The next step is for the application writer to write the client and server code. Both of these are then compiled, as are the two stub procedures. The resulting client code and client stub object files are then linked with the runtime library to produce the executable binary for the client. Similarly, the server code and server stub are compiled and linked to produce the server's binary. At runtime, the client and server are started to make the application run.

10.3.3. Binding a Client to a Server

Before a client can call a server, it has to locate the server and bind to it. Naive users can ignore the binding process and let the stubs take care of it automatically, but binding happens nevertheless. Sophisticated users can control it in detail, for example, to select a specific server in a particular distant cell. In this section we will describe how binding works in DCE.
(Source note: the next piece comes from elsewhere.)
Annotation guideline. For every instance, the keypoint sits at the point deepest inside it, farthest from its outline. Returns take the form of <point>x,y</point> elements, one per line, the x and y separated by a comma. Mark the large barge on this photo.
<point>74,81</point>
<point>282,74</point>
The main problem in binding is how the client locates the correct server. In theory, broadcasting a message containing the unique identifier to every process in every cell and asking all servers for it to please raise their hands might work (security considerations aside), but this approach is so slow and wasteful that it is not practical. Besides, not all networks support broadcasting.

Instead, server location is done in two steps:

1. Locate the server's machine.

2. Locate the correct process on that machine.

Different mechanisms are used for each of these steps. The need to locate the server's machine is obvious, but the problem with locating the server once the machine is known is more subtle. Basically, what it comes down to is that for a client to communicate reliably and securely with a server, a network connection is generally required. Such a connection needs an endpoint, a numerical address on the server's machine to which network connections can be attached and messages sent. Having the server choose a permanent numerical address is risky, since another server on the same machine might accidentally choose the same one. For this reason, endpoints can be dynamically assigned, and a database of (server, endpoint) entries is maintained on each server machine by a process called the RPC daemon, as described below.

The steps involved in binding are shown in Fig. 10-14. Before it becomes available for incoming requests, the server must ask the operating system for an endpoint. It then registers this endpoint with the RPC daemon. The RPC daemon records this information (including which protocols the server speaks) in the endpoint table for future use. The server also registers with some cell directory server, passing it the number of its host.

Fig. 10-14. Client-to-server binding in DCE.